Historical Marker Inscription

“First Wagons Used on Santa-Fe Trail Crossed Here in 1822.”

Accompanying sign:

“Stretching 900 miles from Franklin, Missouri, to Santa Fe, New Mexico, the Santa Fe Trail as one of the most important North America trade routes of the nineteenth century. Begun in 1821, it was used for 60 years until the arrival of the railroad. It was a hardy traveler who attempted the journey. Wagon trains up to 500 wagons long traversed the trail through blizzards, stampedes, dust storms, fires, disease, and Indian attacks. And often, they lacked for water.

Here, near two landmarks of the trail, Round Mound and Rabbit Ears, wagon trains camped for the night. William Becknell, the trader who inaugurated the Santa Fe Trail in 1821, came this way on his return trip east while forging the smoother Cimarron Route across the plains.

Two-way Street

Unlike the great emigrant trails to the north, the Santa Fe Trail ran both ways, with traders from Mexico, or returning U.S. traders, carrying Mexican silver, gold, mules, buffalo and beaver pelts to waiting markets in Missouri.”

Location: US-87 West, Clayton, New Mexico
Latitude: 36

Location: US-87 West, Clayton, New Mexico
Latitude: 36 degrees 33′ 59.520″ N
Longitude: 103 degrees 34′ 1.152″ W

Capulin Volcano

Driving down Highway 325 in New Mexico near Raton, you can’t miss the sign for Capulin Volcano National Monument. This national monument is an extinct cinder cone volcano that is part of the 8,000 square mile Raton-Clayton Volcanic Field. Designed to provide visitors with a look at the geology of Northwestern New Mexico, you can also view four states from the rim of the volcano.

The elevation of the volcano is 8,182 feet high and 400 feet deep, and it is approximately 60,000 years old. The name is derived from a type of choke cherry, Prunus virginiana. The area became a national monument on August 9, 1916.
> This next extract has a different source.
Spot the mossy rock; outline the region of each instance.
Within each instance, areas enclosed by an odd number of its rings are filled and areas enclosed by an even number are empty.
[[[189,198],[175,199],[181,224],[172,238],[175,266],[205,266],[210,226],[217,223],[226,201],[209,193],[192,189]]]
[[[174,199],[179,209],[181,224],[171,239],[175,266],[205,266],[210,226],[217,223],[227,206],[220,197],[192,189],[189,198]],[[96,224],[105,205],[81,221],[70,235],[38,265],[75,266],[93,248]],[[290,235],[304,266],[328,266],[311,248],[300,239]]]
Historical Marker Inscription

“An outstanding example of an extinct volcanic cinder cone, Capulin Volcano was formed as early as 10,000 years ago. In cinder cones, lava pours from cracks in the base rather than over the top. Capulin itself was the escape hatch for cases that blew lava fragments into the air where they solidified and landed red hot on the cone.”